Menurut istilah malikiyah dan istilah al-Ghozali menyimpulkan bahwa maslahah adalah segala sesuatu yang dapat menjamin kemaslahatan dan kepentingan manusia yang sejalan dengan tujuan syar’i dalam mensyari’atkan hukum.
Sebagai contoh maslahah ini dapat di rumuskan, misalnya pengumpulan Al-Qur’an dalam satu muskhaf, pembuatan mata uang, pencatatan perkawinan dan lain sebagainya yang kesemuanya merupakan ketetapan yang dapat mendatangkan kemaslahatan, walaupun tidak ada ketegasan dari syara’ tentang diakui atau tidaknya dan kemaslahatan itu ternyata memang sejalan dengan tujuan pembinaan hukum Islam yaitu mewujudkan kemaslahatan manusia baik di dunia maupun di akhirat.[4]

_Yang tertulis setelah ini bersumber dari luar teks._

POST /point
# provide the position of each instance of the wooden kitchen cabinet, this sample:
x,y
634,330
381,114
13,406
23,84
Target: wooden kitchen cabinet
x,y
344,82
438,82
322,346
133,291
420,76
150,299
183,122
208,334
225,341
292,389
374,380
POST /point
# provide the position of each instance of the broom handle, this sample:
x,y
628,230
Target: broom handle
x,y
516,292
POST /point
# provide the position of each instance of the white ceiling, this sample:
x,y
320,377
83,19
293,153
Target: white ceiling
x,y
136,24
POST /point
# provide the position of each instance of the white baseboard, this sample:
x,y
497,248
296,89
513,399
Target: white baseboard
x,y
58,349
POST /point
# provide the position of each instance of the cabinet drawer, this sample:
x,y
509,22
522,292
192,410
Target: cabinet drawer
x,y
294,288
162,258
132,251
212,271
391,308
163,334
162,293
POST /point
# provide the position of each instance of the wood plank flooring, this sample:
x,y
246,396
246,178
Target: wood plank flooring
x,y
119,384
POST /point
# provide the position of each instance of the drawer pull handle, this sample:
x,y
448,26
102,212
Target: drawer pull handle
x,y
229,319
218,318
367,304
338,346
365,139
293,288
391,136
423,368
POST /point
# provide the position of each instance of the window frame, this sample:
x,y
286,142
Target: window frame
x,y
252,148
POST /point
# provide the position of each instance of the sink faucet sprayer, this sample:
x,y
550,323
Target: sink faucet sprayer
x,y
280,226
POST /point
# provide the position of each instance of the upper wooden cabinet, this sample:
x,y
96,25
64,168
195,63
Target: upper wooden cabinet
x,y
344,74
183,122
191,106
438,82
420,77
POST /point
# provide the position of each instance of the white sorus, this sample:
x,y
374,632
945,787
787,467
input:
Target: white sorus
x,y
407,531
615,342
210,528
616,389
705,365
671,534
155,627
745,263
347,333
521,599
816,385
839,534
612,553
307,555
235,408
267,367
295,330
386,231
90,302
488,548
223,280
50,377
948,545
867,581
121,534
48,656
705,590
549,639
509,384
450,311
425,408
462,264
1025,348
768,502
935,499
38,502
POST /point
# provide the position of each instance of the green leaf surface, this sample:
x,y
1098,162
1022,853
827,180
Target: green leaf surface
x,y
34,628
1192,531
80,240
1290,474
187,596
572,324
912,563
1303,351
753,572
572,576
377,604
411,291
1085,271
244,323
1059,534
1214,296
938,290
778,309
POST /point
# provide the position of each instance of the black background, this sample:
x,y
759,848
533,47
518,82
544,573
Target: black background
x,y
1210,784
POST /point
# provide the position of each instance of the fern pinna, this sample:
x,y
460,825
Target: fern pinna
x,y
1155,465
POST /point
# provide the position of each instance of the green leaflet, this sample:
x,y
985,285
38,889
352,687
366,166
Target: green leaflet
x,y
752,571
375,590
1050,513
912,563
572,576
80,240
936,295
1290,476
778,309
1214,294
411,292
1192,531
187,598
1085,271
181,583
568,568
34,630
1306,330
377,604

D.    Jenis-jenis Maslahah
Ulama Ushul Fiqih membagi maslahah menjadi tiga bagian:
1.    Daruriyat adalah memelihara kebutuhan-kebutuhan yang bersifat esensial bagi kehidupan manusia. Kebutuhan penting tersebut biasa dinamakan al-Maqashidul khomsah antara lain memelihara agama, jiwa, akal, keturunan dan harta. Penjabarannya:
a)    Agama, untuk maksud ini Islam antara lain mensyari’atkan jihad untuk mempertahankan aqidah islamiyah, mewajibkan memerangi orang yang mencoba mengganggu umat islam dalam menjalankan kewajibkan agama dan menghukum orang yang murtad dari islam, dsb.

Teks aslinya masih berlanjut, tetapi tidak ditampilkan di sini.